Experience the oceans like never before
The entrance to the Daisho-in is enchanting with a waterfall and a stream flowing down from Mount Misen through stone bridges, steps and arches. Next to the stream, there is a set of stone steps leading upwards, with a central reservation of prayer wheels. Legend has it that touching these wheels will bring enormous fortune and the turning of the wheels, which are inscribed with sutras, is said to have the same effect as reading them. The rays of the sun shine through the trees on to the stone steps and sparkles on the gold plating and lacquered wood of the bell tower and entrance gate. I feel like I’m entering Rivendell.
Founded by Kobo Daishi in 806, the Daisho-in Temple is the headquarters of the Omuro branch of the Shingon Buddhists. As I walk up the entrance steps, there is also a pathway down to the side. There are hundreds of small Buddha statues with (what look like) football hats on. Each small statue has a woolly hat and each one has different coloured stripes. These are the statues of the five hundred disciples of the historical Buddha, Shaka Nyoria, and each one has a different facial expression. At the top of the entrance stairs, I can hear drumming and chanting. To my left is the entrance and administration building, to my right is the main temple, where the drumming and chanting is coming from, and further up the hill are other temple buildings. There are a handful of people here, in various parts of the temple, but they’re mostly obscured by statues, monuments and stairways, so it feels like I’m alone here.
The Daisho-in Temple sits halfway up the mountain. Looking down over the bay provides a great view, through the trees, of Itsukushima, O-Torii and the town at the foot of the mountain. I leave the monks to their chanting and enter a smaller, simpler temple. Rows and rows of wooden statues sit on the shelves that run around the sides of the temple with clay ones at the back. The wooden statues of Fudo myo-o (the Immovable King) commemorate the succession of the current head priest and were donated by worshippers. At the centre is a basic altar with a drum and hanging lanterns. A black stone female Buddha sits proudly above the altar.

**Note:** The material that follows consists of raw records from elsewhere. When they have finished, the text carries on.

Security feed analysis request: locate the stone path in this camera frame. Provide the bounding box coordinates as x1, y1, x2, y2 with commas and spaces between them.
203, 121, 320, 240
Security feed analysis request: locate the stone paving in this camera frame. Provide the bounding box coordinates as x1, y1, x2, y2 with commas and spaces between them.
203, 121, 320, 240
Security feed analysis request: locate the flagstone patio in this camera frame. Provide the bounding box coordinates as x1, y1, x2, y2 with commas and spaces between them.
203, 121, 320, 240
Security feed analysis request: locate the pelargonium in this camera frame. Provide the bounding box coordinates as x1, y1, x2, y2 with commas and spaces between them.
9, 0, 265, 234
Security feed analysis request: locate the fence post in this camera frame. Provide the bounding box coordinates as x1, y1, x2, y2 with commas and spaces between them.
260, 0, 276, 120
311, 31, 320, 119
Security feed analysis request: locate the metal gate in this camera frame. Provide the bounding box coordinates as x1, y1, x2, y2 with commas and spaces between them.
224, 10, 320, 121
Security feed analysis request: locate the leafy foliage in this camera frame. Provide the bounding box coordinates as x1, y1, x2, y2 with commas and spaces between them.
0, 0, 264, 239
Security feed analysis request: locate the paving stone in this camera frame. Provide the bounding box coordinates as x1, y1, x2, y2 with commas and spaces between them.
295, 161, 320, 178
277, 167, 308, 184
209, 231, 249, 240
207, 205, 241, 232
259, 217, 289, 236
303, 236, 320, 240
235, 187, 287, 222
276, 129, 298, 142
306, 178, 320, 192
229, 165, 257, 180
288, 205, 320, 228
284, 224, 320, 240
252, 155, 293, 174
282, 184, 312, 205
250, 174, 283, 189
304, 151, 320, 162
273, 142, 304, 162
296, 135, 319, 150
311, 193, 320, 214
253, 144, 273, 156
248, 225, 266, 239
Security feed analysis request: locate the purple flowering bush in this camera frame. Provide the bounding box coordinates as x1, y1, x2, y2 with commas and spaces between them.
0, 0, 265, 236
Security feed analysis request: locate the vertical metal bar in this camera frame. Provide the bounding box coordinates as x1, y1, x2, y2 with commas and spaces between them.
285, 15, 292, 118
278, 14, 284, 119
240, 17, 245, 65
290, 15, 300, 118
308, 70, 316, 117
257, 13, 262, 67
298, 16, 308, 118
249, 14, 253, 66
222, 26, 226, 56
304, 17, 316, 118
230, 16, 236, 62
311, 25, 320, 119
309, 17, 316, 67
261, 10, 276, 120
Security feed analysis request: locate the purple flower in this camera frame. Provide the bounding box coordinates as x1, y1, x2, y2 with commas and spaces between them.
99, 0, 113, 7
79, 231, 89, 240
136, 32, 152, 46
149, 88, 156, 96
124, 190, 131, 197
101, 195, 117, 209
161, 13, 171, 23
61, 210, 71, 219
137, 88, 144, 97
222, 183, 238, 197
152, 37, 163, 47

The pathway alongside this temple has more stone statues and headstones of various sizes and, at the end, there is the golden reclining Buddha (the Shaka Buddha entering Nirvana) built into the side of the temple. There are more stone stairways up to the higher temples. I turn to my right. I can hear only the running water of the stream and the soft chanting and drumming from the temple below. A few monks walk in and out of these higher buildings, dressed in their orange robes. I take some time in one of the temples. Inside, it’s modern and spacious. There are large colourful paintings on the walls, almost like caricatures, of the Buddhas.
At the very top of the complex, I can see all the way back down to the entrance gate and main temple. It’s still very quiet. There are stone statues all around and incense is burning. The sun is brighter, but the temples and trees throw some areas into shadow. The sun also catches, where it can, the bright colours of the bibs on some of the statues and these are in turn reflected in the shinier, more modern granite and polished stone monuments. Underneath, there is a temple building in a dark cave, the Henjokutsu. Inside it, there are rows of lanterns hanging from the ceiling and rows of tables with statues on them, winding around the cave. These are the icons of the eighty eight temples of Kobo Daishi’s pilgrimage route of the island of Shikoku. Worshippers here believe they are given the same blessing as people who have made the pilgrimage.
Taking a different route now, I pass an octagonal-shaped temple sitting over a carp pond. The Seven Deities of Good Fate are enshrined in this hall and a ceremony is held here each year on 7th July. Beyond it, I can see the waterfalls of the stream higher up the mountainside. This is a magical place and I wander around for longer. Back at the main temple, the entrance is flanked by the dark red Binzurosonzya, the Buddha of Curing Pains, and a large, bright red Buddha head. It looks like me with its bald head and goatee beard. Inside the temple, a large sand mandala lies in front of the altar. The side wall contains photographs of the Dalai Lama and the ceiling is covered with square glass paintings. In the side alcove, there’s a gold female Buddha.
I stand alone in the temple and the drumming suddenly gets louder and more intense. An hour ago I thought that Itsukushima and O-Torii were impressive but Daishoin is even better. It’s an incredible, enchanting and mystical place.